The operation, which Trump announced via Truth Social early Saturday morning, saw U.S. troops capture Venezuelan President Nicolas Maduro and his wife in their downtown Caracas compound, flying them out of the country. The couple, along with their son, will soon stand trial on drug trafficking charges.

The Trump administration, in the meantime, will “run” Venezuela, Trump announced in the Saturday press conference

“We'll run it properly,” he said.” “We'll run it professionally. We'll have the greatest oil companies in the world go in and invest billions and billions of dollars and take out money, use that money in Venezuela.”

Democrats quickly pounced on the president’s actions. Within hours of Maduro’s announced capture, the Democratic National Committee sent out a fundraising email deeming it “another unconstitutional war from Trump, who thinks the Constitution is a suggestion.”

“Trump promised peace, but has delivered chaos,” the fundraising email, signed by DNC Chair Ken Martin, read. “The most important thing we can do right now is work to elect more Democrats who will check this administration’s power and prevent more disaster.”

Rep. Ro Khanna (D-Calif.) echoed the message. “We keep voting against dumb wars in Iraq, Afghanistan, & Libya,” he wrote on X. “But our Presidents bow to a foreign policy blob committed to militarism.”

Other 2028 Democratic contenders — including Arizona Sens. Ruben Gallego and Sen. Mark Kelly, both veterans — condemned the administration’s open-ended approach to their takeover in Venezuela.

“I lived through the consequences of an illegal war sold to the American people with lies,” Gallego wrote on X. “We swore we would never repeat those mistakes. Yet here we are again. The American people did not ask for this, Congress did not authorize this, and our service members should not be sent into harm’s way for another unnecessary conflict.”

Kelly noted that Maduro is “a brutal, illegitimate dictator who deserves to face justice,” but questioned the U.S.’ end game: “If we learned anything from the Iraq war, it’s that dropping bombs or toppling a leader doesn’t guarantee democracy, stability or make Americans safer,” Kelly wrote on X.

Rep. Alexandria Ocasio-Cortez (D-N.Y.) pushed back on Trump’s assertion that the Maduro operation was about drug trafficking.

“If it was, Trump wouldn’t have pardoned one of the largest narco traffickers in the world last month,” Ocasio-Cortez wrote on X, referencing Trump’s pardon of former Honduran President Juan Orlando Hernández, who was sentenced to decades in an American prison on drug trafficking charges. “It’s about oil and regime change.”

One potential future Democratic presidential hopeful celebrated Maduro’s capture enthusiastically. "¡Libertad! Today I celebrate with the people of Venezuela in Colorado and elsewhere. The tyrant has fallen!” wrote Colorado Gov. Jared Polis.

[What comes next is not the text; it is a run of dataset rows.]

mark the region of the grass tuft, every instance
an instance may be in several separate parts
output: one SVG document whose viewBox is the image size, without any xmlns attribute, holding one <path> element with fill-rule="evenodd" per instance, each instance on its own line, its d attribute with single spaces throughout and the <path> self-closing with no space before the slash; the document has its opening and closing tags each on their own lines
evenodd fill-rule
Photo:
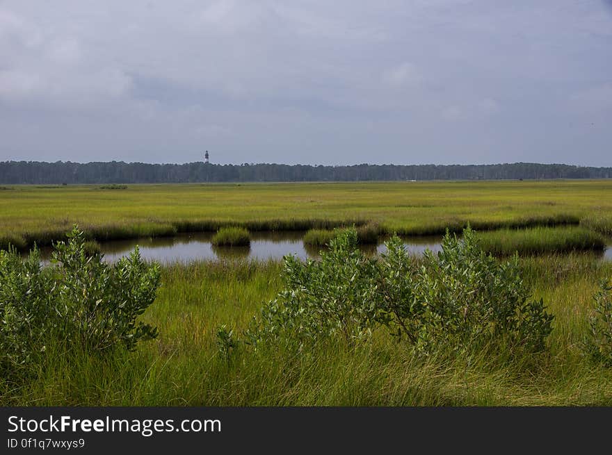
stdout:
<svg viewBox="0 0 612 455">
<path fill-rule="evenodd" d="M 221 228 L 213 235 L 211 242 L 216 247 L 247 247 L 251 240 L 248 231 L 241 227 Z"/>
<path fill-rule="evenodd" d="M 501 229 L 479 233 L 478 238 L 483 249 L 495 256 L 601 251 L 606 248 L 599 234 L 579 227 Z"/>
</svg>

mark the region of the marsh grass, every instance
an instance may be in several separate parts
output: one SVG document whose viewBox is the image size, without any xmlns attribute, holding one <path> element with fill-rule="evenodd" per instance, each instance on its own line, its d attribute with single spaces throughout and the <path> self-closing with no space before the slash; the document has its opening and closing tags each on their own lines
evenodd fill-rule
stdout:
<svg viewBox="0 0 612 455">
<path fill-rule="evenodd" d="M 251 243 L 248 231 L 241 227 L 221 228 L 213 235 L 211 243 L 215 247 L 248 247 Z"/>
<path fill-rule="evenodd" d="M 583 221 L 609 231 L 612 225 L 603 215 L 589 221 L 592 213 L 612 210 L 610 181 L 130 185 L 129 191 L 91 191 L 99 186 L 1 192 L 0 238 L 26 249 L 34 242 L 48 245 L 63 240 L 75 223 L 98 241 L 230 226 L 255 232 L 376 222 L 380 234 L 427 235 L 460 232 L 468 224 L 478 231 Z"/>
<path fill-rule="evenodd" d="M 580 221 L 581 226 L 593 229 L 604 235 L 612 236 L 612 215 L 595 213 Z"/>
<path fill-rule="evenodd" d="M 311 247 L 324 247 L 336 238 L 345 229 L 310 229 L 305 235 L 304 244 Z M 360 245 L 376 245 L 382 233 L 380 226 L 376 223 L 367 223 L 357 227 L 357 238 Z"/>
<path fill-rule="evenodd" d="M 37 379 L 0 382 L 4 405 L 74 406 L 565 406 L 612 405 L 612 369 L 580 343 L 597 281 L 612 264 L 589 254 L 521 260 L 534 297 L 555 316 L 547 350 L 508 358 L 483 348 L 456 355 L 410 354 L 377 331 L 371 342 L 341 339 L 299 355 L 280 347 L 217 355 L 218 327 L 240 334 L 282 288 L 277 262 L 200 262 L 162 270 L 143 320 L 157 340 L 104 356 L 49 347 Z"/>
<path fill-rule="evenodd" d="M 580 227 L 500 229 L 478 235 L 481 247 L 495 256 L 522 256 L 571 251 L 602 251 L 605 239 Z"/>
</svg>

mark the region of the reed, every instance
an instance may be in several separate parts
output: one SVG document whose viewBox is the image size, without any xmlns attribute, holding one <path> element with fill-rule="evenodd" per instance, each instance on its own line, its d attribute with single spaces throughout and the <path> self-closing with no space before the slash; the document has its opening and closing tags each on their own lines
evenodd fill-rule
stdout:
<svg viewBox="0 0 612 455">
<path fill-rule="evenodd" d="M 580 227 L 500 229 L 481 232 L 478 238 L 483 250 L 496 256 L 602 251 L 606 248 L 602 235 Z"/>
<path fill-rule="evenodd" d="M 251 240 L 248 231 L 241 227 L 224 227 L 217 231 L 211 242 L 216 247 L 248 247 Z"/>
</svg>

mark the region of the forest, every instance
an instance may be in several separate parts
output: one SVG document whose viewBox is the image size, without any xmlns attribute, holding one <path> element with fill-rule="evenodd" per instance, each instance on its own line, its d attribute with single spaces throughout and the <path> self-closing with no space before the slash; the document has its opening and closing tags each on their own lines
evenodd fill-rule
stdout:
<svg viewBox="0 0 612 455">
<path fill-rule="evenodd" d="M 515 163 L 494 165 L 323 166 L 202 162 L 0 162 L 0 184 L 180 183 L 206 182 L 382 181 L 609 179 L 612 167 Z"/>
</svg>

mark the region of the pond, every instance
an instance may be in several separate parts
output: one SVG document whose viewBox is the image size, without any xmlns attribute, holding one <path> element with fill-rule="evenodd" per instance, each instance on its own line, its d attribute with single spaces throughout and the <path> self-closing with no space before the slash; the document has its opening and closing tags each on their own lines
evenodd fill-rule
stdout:
<svg viewBox="0 0 612 455">
<path fill-rule="evenodd" d="M 302 241 L 304 232 L 254 232 L 251 233 L 250 247 L 215 247 L 211 244 L 213 233 L 179 234 L 175 237 L 139 238 L 117 240 L 101 243 L 104 258 L 113 262 L 131 251 L 138 245 L 140 256 L 150 260 L 161 263 L 190 262 L 201 260 L 218 259 L 282 259 L 287 254 L 297 255 L 301 259 L 319 257 L 319 247 L 305 245 Z M 414 254 L 422 254 L 429 249 L 433 251 L 440 249 L 442 237 L 417 237 L 405 240 L 408 251 Z M 378 245 L 364 245 L 361 249 L 367 254 L 384 252 L 385 247 L 381 241 Z M 51 249 L 42 249 L 42 258 L 50 258 Z"/>
<path fill-rule="evenodd" d="M 104 258 L 113 262 L 125 256 L 138 245 L 143 258 L 161 263 L 190 262 L 219 259 L 282 259 L 287 254 L 297 255 L 301 259 L 319 257 L 319 247 L 305 245 L 302 241 L 304 232 L 253 232 L 250 247 L 214 247 L 211 244 L 213 233 L 179 234 L 175 237 L 139 238 L 106 242 L 101 244 Z M 404 237 L 404 244 L 409 252 L 421 255 L 426 249 L 435 252 L 440 250 L 441 236 Z M 364 245 L 361 249 L 369 254 L 384 253 L 382 241 L 378 245 Z M 41 251 L 43 259 L 50 258 L 49 249 Z M 612 260 L 612 246 L 603 257 Z"/>
</svg>

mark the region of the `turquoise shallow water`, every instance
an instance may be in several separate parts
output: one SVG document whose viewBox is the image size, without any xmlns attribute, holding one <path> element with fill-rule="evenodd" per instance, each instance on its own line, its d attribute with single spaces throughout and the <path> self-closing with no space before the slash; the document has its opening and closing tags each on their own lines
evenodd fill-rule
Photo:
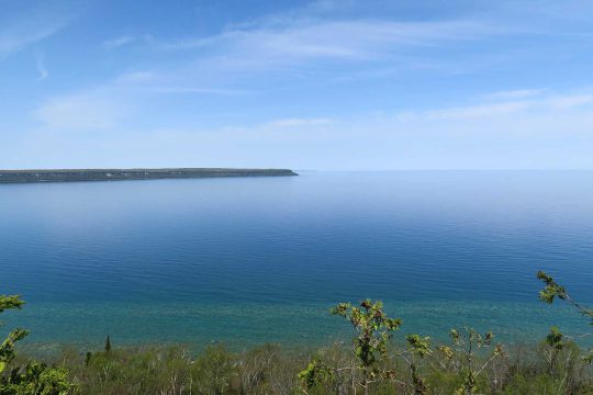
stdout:
<svg viewBox="0 0 593 395">
<path fill-rule="evenodd" d="M 533 341 L 588 323 L 537 302 L 538 269 L 593 301 L 593 172 L 304 172 L 0 185 L 0 292 L 30 345 L 324 343 L 327 309 L 383 300 L 402 332 Z"/>
</svg>

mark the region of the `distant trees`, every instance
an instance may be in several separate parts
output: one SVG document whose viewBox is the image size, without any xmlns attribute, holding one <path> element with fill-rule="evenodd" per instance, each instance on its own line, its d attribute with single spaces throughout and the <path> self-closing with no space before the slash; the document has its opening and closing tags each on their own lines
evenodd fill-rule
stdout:
<svg viewBox="0 0 593 395">
<path fill-rule="evenodd" d="M 0 313 L 20 309 L 24 302 L 18 295 L 0 295 Z M 48 368 L 45 363 L 29 361 L 26 365 L 12 365 L 16 353 L 14 345 L 29 335 L 25 329 L 14 329 L 0 345 L 1 395 L 66 395 L 75 390 L 68 372 Z"/>
</svg>

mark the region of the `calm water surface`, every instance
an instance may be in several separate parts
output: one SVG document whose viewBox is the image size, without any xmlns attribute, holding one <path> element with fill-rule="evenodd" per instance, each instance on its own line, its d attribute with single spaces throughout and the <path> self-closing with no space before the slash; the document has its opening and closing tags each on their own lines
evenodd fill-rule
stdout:
<svg viewBox="0 0 593 395">
<path fill-rule="evenodd" d="M 7 184 L 0 268 L 0 293 L 27 302 L 2 319 L 36 347 L 323 343 L 348 329 L 327 308 L 363 297 L 404 334 L 578 334 L 535 273 L 593 301 L 593 172 Z"/>
</svg>

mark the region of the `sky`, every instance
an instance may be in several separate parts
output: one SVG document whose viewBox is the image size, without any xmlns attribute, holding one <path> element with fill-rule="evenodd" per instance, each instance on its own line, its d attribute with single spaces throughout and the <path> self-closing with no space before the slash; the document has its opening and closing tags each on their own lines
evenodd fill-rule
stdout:
<svg viewBox="0 0 593 395">
<path fill-rule="evenodd" d="M 589 0 L 0 0 L 0 169 L 593 169 Z"/>
</svg>

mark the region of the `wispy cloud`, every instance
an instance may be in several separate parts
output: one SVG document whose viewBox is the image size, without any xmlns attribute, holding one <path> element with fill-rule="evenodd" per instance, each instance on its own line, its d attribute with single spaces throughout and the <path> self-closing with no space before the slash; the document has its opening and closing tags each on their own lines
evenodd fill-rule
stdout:
<svg viewBox="0 0 593 395">
<path fill-rule="evenodd" d="M 428 111 L 400 112 L 400 120 L 426 119 L 426 120 L 486 120 L 501 116 L 510 116 L 518 113 L 535 112 L 551 113 L 578 108 L 593 106 L 593 93 L 562 93 L 544 94 L 544 89 L 515 90 L 508 92 L 495 92 L 484 97 L 506 99 L 494 103 L 482 102 L 465 106 L 451 106 Z M 592 113 L 593 113 L 593 109 Z"/>
<path fill-rule="evenodd" d="M 35 57 L 35 65 L 37 66 L 37 72 L 40 74 L 37 80 L 43 81 L 49 76 L 49 71 L 47 71 L 47 68 L 45 67 L 45 56 L 43 54 L 38 54 Z"/>
<path fill-rule="evenodd" d="M 124 35 L 124 36 L 120 36 L 120 37 L 116 37 L 116 38 L 105 40 L 102 43 L 102 45 L 103 45 L 103 48 L 105 48 L 105 49 L 115 49 L 115 48 L 125 46 L 127 44 L 132 44 L 136 40 L 137 40 L 137 37 L 135 37 L 135 36 Z"/>
<path fill-rule="evenodd" d="M 264 123 L 261 126 L 264 128 L 271 129 L 286 129 L 286 128 L 295 128 L 295 127 L 307 127 L 307 126 L 322 126 L 331 125 L 335 121 L 328 117 L 322 119 L 283 119 L 283 120 L 273 120 Z"/>
<path fill-rule="evenodd" d="M 503 31 L 467 21 L 390 22 L 381 20 L 310 21 L 262 24 L 220 35 L 156 44 L 168 50 L 212 49 L 242 64 L 291 63 L 329 58 L 372 60 L 403 47 L 432 46 L 447 41 L 472 41 Z"/>
<path fill-rule="evenodd" d="M 507 91 L 493 92 L 485 95 L 486 99 L 492 100 L 513 100 L 533 98 L 546 92 L 545 89 L 515 89 Z"/>
<path fill-rule="evenodd" d="M 56 34 L 72 19 L 71 13 L 35 8 L 26 10 L 19 18 L 2 22 L 0 24 L 0 57 Z"/>
</svg>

But in a separate post, he lamented the lack of insight into "what the plan actually is, or even who is in charge" and urged the White House to "present a clear plan for what a transition to genuine democracy and self-rule entails."

Republicans waiting in the wings to succeed Trump, however, loudly backed the president’s moves. Vice President JD Vance and Secretary of State Marco Rubio, two key administration figures seen as the GOP’s most likely heir apparents once Trump leaves politics, were quick to praise the president on Saturday.

“The president offered multiple off ramps, but was very clear throughout this process: the drug trafficking must stop, and the stolen oil must be returned to the United States,” Vance, whose rose to political prominence in part by embracing isolationist tendencies, wrote on X. “Maduro is the newest person to find out that President Trump means what he says.”

“This is a president of action,” Rubio, who has long been more hawkish, said at the Mar-a-Lago press conference.”This is not a president that just talks and does letters and press conferences. And, you know, if he says he's serious about something, he means it.”